Sinclair’s goal, a curling boot from 25 yards that soared past ’keeper Nadine Angerer and into the top right corner, breathed some late life into a Canadian side that was under attack. Emily Zurrer had a chance to tie it up in the dying minutes, but fired a cross from Robyn Gayle just high. It was one of numerous chances the sixth-ranked Canadians couldn’t make good on.

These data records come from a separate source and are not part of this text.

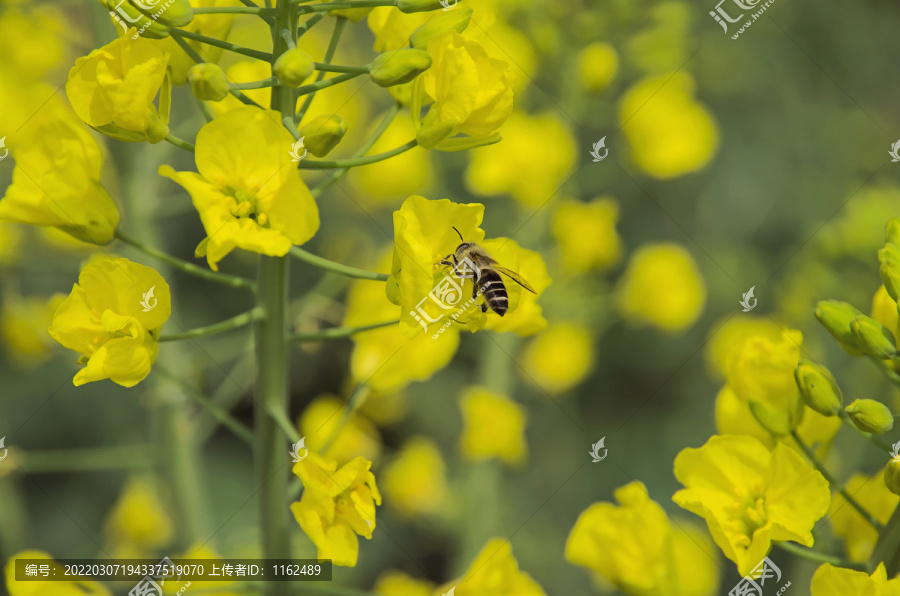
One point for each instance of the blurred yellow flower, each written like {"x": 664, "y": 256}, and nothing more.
{"x": 48, "y": 588}
{"x": 138, "y": 523}
{"x": 761, "y": 372}
{"x": 750, "y": 497}
{"x": 414, "y": 481}
{"x": 493, "y": 426}
{"x": 838, "y": 581}
{"x": 382, "y": 182}
{"x": 510, "y": 165}
{"x": 495, "y": 571}
{"x": 858, "y": 535}
{"x": 23, "y": 326}
{"x": 472, "y": 93}
{"x": 662, "y": 287}
{"x": 670, "y": 133}
{"x": 103, "y": 320}
{"x": 56, "y": 182}
{"x": 337, "y": 504}
{"x": 397, "y": 583}
{"x": 598, "y": 64}
{"x": 323, "y": 416}
{"x": 112, "y": 89}
{"x": 559, "y": 358}
{"x": 586, "y": 234}
{"x": 634, "y": 546}
{"x": 249, "y": 193}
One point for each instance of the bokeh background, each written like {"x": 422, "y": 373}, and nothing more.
{"x": 760, "y": 161}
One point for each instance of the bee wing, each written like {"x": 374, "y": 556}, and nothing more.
{"x": 516, "y": 278}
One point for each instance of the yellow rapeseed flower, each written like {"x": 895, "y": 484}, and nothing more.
{"x": 495, "y": 571}
{"x": 560, "y": 357}
{"x": 751, "y": 497}
{"x": 56, "y": 183}
{"x": 249, "y": 193}
{"x": 493, "y": 426}
{"x": 662, "y": 287}
{"x": 414, "y": 481}
{"x": 112, "y": 89}
{"x": 139, "y": 522}
{"x": 858, "y": 535}
{"x": 323, "y": 416}
{"x": 530, "y": 162}
{"x": 106, "y": 319}
{"x": 337, "y": 504}
{"x": 586, "y": 234}
{"x": 670, "y": 133}
{"x": 838, "y": 581}
{"x": 634, "y": 546}
{"x": 48, "y": 588}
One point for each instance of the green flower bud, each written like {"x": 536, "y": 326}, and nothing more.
{"x": 451, "y": 20}
{"x": 870, "y": 416}
{"x": 208, "y": 82}
{"x": 818, "y": 388}
{"x": 322, "y": 134}
{"x": 892, "y": 475}
{"x": 777, "y": 420}
{"x": 171, "y": 13}
{"x": 408, "y": 6}
{"x": 399, "y": 66}
{"x": 873, "y": 338}
{"x": 293, "y": 67}
{"x": 836, "y": 316}
{"x": 892, "y": 231}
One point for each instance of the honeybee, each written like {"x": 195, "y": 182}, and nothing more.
{"x": 487, "y": 279}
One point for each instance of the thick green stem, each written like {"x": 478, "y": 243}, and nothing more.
{"x": 346, "y": 270}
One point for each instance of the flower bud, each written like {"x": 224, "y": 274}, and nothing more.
{"x": 293, "y": 67}
{"x": 836, "y": 316}
{"x": 870, "y": 416}
{"x": 409, "y": 6}
{"x": 322, "y": 134}
{"x": 873, "y": 338}
{"x": 892, "y": 475}
{"x": 399, "y": 66}
{"x": 818, "y": 388}
{"x": 208, "y": 82}
{"x": 451, "y": 20}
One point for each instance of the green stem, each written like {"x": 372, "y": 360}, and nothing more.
{"x": 370, "y": 142}
{"x": 835, "y": 483}
{"x": 357, "y": 161}
{"x": 345, "y": 270}
{"x": 339, "y": 24}
{"x": 122, "y": 457}
{"x": 337, "y": 332}
{"x": 189, "y": 268}
{"x": 180, "y": 142}
{"x": 817, "y": 557}
{"x": 212, "y": 41}
{"x": 234, "y": 322}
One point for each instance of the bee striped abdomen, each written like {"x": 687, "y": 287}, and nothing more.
{"x": 494, "y": 291}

Sinclair missed on a glorious chance in the sixth minute when Jonelle Filigno sent her in with a clear shot on net from just outside the 18-yard-box. The 28-year-old fired the ball over the net, rubbing her face in frustration as she jogged back up the field.
“She’s fabulous, I have nothing but good things to say about (Sinclair),” said Canadian midfielder Sophie Schmidt. “When that free kick happened, we couldn’t decide what we wanted to do, and she said, ’I got it, don’t worry. This is mine.’ I think she wanted to redeem herself from that first shot she had in the first half. And she did great.”
The capacity crowd and the stadium itself were the other stars of the tournament’s official opening match. The fans that poured into Olympiastadion — almost all of them dressed in the black, red and gold of Germany — marked the largest crowed assembled for a women’s World Cup match since the gathering of 90,185 that watched the Americans win the 1999 final at the Rose Bowl in Pasadena, Calif.
“Amazing,” said Schmidt. “Words cannot describe. I think it may not ever happen again in women’s soccer and I’m very thankful and blessed to have been a part of it. I’ve been dreaming about this game today for a very long time and it still blew my expectations of what I thought it was going to be.”
The storied stadium was a picture-perfect setting. Thousands of fans were already bouncing to live music and guzzling beer on the plaza outside the tournament’s biggest venue a couple of hours before kickoff, the Germans decked out in an array of festive hats and wigs, and painted faces.
“Standing in the tunnel, we were like, wow, this is actually happening for real, and then for the gate to open up and the crowd to go crazy, it couldn’t help but put a smile on your face,” Schmidt said. “I couldn’t thank them enough for the atmosphere they created, especially for women’s soccer. It’s fantastic.”
Pockets of Canadian flags dotted the stadium — Canadian Soccer Association officials said 500 Canadians were in attendance — and the Canadian players received a warm ovation when they ran onto the pitch for warmup.
“Fantastic,” Morace said of the crowd. “I love soccer, I was a player too and I hope that many countries will copy what the German federation do for German soccer.”
The Canadians now face No. 7 France in a game they can’t lose. The French edged 27th-ranked Nigeria 1-0 in the tournament’s first game Sunday in Sinsheim.
The top two teams in each of the four groups of the 16-country tournament advance to the quarter-finals.